I feel bad when I travel. Even if I really need to go for my job, I always feel some nagging remorse at leaving my children behind. When I return, I feel it is important to make up for this lost time by spending extra time with my family.
My husband really doesn't see things this way. When he needs to go, he goes. He doesn't feel bad about it, and he has no problem being gone for several days, returning, and immediately hiring a sitter so that he and I can have a date. I could never do that. (I always talk him out of this when he proposes it.)

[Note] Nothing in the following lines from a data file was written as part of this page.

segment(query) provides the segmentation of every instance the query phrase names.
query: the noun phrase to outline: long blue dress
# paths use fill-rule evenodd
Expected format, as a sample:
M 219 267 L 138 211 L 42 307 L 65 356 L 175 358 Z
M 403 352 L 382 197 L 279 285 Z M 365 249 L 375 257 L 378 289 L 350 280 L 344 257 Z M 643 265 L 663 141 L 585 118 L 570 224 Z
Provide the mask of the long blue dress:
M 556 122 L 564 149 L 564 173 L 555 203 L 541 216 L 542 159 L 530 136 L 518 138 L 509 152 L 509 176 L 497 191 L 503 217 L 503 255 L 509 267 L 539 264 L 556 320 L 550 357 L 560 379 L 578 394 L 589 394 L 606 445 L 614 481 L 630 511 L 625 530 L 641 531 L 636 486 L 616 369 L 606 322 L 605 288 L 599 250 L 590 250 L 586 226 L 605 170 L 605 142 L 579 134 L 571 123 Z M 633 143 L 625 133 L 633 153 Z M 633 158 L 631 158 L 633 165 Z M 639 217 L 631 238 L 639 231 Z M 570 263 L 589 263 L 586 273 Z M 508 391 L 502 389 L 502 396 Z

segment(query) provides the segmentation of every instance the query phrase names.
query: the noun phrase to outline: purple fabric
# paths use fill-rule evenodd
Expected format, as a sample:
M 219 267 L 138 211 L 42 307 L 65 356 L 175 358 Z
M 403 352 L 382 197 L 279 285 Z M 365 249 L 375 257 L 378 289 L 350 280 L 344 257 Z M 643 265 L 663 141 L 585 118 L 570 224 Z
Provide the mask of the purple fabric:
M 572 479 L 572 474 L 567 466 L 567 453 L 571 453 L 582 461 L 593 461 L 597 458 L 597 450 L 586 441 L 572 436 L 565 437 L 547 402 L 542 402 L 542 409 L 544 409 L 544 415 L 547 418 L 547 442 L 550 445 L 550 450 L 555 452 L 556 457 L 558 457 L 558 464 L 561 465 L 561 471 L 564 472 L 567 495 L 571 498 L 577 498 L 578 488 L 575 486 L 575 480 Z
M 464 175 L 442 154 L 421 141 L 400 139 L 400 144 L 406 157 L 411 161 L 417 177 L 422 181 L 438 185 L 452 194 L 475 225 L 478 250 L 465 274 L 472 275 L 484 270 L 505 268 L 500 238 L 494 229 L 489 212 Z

But looking to the wider world, I know many faculty with children who travel all the time. I know faculty who don't even live in the same city as their children (or spouses for that matter). I know faculty who drag their children half-way round the world for a sabbatical year (which can also be seen as an opportunity for the kids, don't get me wrong).
It's hard. I want to have a successful career. I know that getting out there and publicizing myself and what we are doing is important to that success. I know that others are willing to put everything aside and concentrate on their labs (usually these folks have stay at home spouses, but not always). Yet, for me, I would not be complete if I was defined by my career alone. Beyond the time that I spend with my children and husband, I need time to develop other facets of my personality. The things that make me an interesting person, rather than an interesting scientist. This is the balance that I have chosen and it seems to work for me.
2 Comments:
This is my first time reading your blog and I'm a dr. mom as well, not affiliated with a university, though. I am fully in sympathy with the difficult balance of family and work. While in grad school, watching my female assistant profs struggle to put in enough time to get enough pubs (to include working through all holidays), I think I realized I wouldn't have the stamina or the discipline for an academic career. And I wanted children -- how to make that work? So I chose a career path that would allow for a more flexible schedule, had long talks with husband about his committment to flexible work schedule (i.e., equal sick-child-duty). And has my career suffered? Yes, I am certain I'm not as "successful" in my career as I might be. But am I successful as a mom and wife? I think so. I am often consoled by this thought: People don't lie on their deathbeds lamenting, "if only I had worked more." They lament not having spent more time with their loved ones. So all this to say, I think you're making the right decision. Our kids do need us. Time with us. Both parents.